Definition/Requirements

Single sign-on (SSO) allows users to log in only once and have direct access to all trusted systems.

Dealing with problems/technical background

  • Traditional single-system Tomcat login

    • At login, the user information is saved in the Session object
    • On exit, delete user information from session
  • Sessions are not shared among multiple systems

The solution

options content The advantages and disadvantages
Plan a Tomcat cluster to achieve global session replication Affecting Cluster Performance
Scheme 2 Map to the same server based on the requested IP When a machine breaks down, the session saved on the machine is lost
Plan 3 Session data is stored in Redis
Plan 4 Single sign-on (sso)

Design scenario

Scenario 1 Internal subsystems log in to each other

All front-end service requests are intercepted by the authentication center (some are implemented through the gateway and authentication service), and the authentication center determines whether to log in.

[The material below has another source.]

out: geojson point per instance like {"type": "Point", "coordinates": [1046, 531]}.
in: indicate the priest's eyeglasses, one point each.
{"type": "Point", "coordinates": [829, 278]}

If the login succeeds, you can directly access the corresponding subsystem without further login.

If you have not logged in, the login page is displayed.

Similar to spring microservices architecture, gateway unified authentication.

Scenario 2 The current system is integrated with a third-party system

On a third-party system, click the button to jump to the current system.

Scenario 3 The independent authentication center manages multi-system login

The most typical and commonly used

The login process

System 1 Login:

  • The user enters the user name and password to submit a login application

  • The authentication center verifies user information, creates a global session between the user and the authentication center, and creates an authorization token

  • The authentication authority redirects the original requested address with the token (System 1)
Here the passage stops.